Akkuyu Nükleer AŞ Üretim ve İnşaat Organizasyon Direktörü Denis Sezemin, Mersin’in Gülnar ilçesinde devam eden Türkiye’nin ilk nükleer enerji santrali olan Akkuyu NGS’deki çalışmaları açıkladı. Sezemin, önemli bir aşama olan işletmeye alma izniyle birlikte tam teşekküllü denemelere başladıklarını belirtti.
Türkiye ve uluslararası mevzuata uygunluk
Sezemin, NDK’nin, santralin ilk reaktörünün işletmeye alınması için gerekli izni vermesinin, hem Türkiye hem de uluslararası mevzuata uygunluk açısından doğru bir adım olduğunu ifade etti. Bu izinle birlikte tam kapsamlı ayarlama ve çalıştırma aşamalarına başlama fırsatı elde ettiklerini söyleyen Sezemin, teknolojik ekipmanların test edilerek santralin devreye alınma işlemine hazır hale getirileceğini vurguladı.

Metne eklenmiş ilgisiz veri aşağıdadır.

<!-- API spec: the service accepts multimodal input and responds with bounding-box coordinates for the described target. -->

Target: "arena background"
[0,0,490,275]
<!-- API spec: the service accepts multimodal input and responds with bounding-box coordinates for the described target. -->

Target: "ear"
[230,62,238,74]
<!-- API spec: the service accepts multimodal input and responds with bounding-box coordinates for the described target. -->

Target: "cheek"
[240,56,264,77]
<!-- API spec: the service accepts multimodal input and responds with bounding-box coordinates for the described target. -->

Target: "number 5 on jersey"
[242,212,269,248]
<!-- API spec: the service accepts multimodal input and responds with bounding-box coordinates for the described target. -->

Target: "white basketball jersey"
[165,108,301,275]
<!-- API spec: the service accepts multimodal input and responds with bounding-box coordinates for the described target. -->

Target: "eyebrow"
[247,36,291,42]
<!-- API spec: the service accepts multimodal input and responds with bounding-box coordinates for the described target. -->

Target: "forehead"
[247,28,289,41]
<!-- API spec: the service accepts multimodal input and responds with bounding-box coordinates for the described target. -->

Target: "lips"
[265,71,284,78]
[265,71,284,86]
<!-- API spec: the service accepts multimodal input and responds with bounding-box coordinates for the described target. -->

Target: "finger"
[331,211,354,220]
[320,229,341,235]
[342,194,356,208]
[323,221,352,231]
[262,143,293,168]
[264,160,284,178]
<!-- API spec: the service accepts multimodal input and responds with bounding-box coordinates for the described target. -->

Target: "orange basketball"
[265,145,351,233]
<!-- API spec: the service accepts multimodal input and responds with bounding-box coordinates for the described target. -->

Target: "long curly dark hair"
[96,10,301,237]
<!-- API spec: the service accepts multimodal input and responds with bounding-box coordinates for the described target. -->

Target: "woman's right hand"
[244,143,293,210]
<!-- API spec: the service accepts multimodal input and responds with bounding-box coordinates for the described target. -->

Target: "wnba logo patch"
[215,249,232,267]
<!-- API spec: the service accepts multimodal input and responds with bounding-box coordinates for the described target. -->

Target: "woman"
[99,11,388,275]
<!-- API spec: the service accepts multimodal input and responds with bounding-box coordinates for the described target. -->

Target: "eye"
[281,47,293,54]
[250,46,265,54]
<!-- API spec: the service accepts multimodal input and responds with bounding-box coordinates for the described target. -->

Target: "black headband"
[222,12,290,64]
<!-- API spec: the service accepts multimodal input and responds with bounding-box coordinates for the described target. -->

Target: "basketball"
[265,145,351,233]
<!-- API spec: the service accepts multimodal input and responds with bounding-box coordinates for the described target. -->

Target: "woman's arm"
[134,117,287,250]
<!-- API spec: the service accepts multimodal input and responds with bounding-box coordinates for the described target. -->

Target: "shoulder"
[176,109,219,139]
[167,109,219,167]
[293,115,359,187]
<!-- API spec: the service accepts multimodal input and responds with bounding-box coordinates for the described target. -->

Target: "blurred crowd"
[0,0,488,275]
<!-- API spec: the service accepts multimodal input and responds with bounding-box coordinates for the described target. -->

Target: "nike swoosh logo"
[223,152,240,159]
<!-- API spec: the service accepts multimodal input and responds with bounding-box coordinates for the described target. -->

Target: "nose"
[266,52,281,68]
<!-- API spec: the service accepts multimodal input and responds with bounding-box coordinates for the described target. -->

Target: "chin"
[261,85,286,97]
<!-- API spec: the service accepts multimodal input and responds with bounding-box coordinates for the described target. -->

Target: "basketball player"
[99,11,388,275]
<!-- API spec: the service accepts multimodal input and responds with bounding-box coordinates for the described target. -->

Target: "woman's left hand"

İnşaat çalışmaları ve kurulum süreci
Sezemin, ilk ünitenin inşaatının son aşamaya yaklaştığını belirtti. Turbo jeneratör ekipmanının kurulumunun devam ettiğini ve reaktör binasında önemli bir teknolojik işlem gerçekleştirdiklerini açıkladı. Ayrıca, reaktör içi cihazların ve kapağının test kurulumunu tamamladıklarını ve tasarım dokümantasyonuna uygunluğun tespit edildiğini söyledi.
Dünyanın en büyük nükleer inşaat sahası
Akkuyu NGS’nin dünyanın en büyük nükleer inşaat sahası olduğuna dikkat çeken Sezemin, diğer ünitelerdeki çalışmaların da planlamaya uygun bir şekilde ilerlediğini belirtti.
Türkiye’nin Elektrik İhtiyacının Yüzde 10’unu Karşılayacak
Akkuyu NGS, Türkiye ile Rusya arasında imzalanan anlaşma kapsamında inşa ediliyor. Her biri 1200 megavatlık VVER-1200 tipi “III+” nesil reaktörlü 4 üniteden oluşacak olan santral, tam kapasite devreye girdiğinde Türkiye’nin elektrik talebinin yüzde 10’unu tek başına karşılayacak.
Sıfır emisyon ve çevreye zararlı gaz salınımı olmadan elektrik üretimi
Akkuyu NGS, sıfır emisyonla çalışarak çevreye zararlı sera gazı salımı yapmadan kesintisiz elektrik üretebilecek. Bu da Türkiye’nin “2053 net sıfır emisyon” hedefine katkı sağlayacak. Santralin 60 yıl boyunca toplam 2,1 milyar ton karbon emisyonunu engellemesi bekleniyor.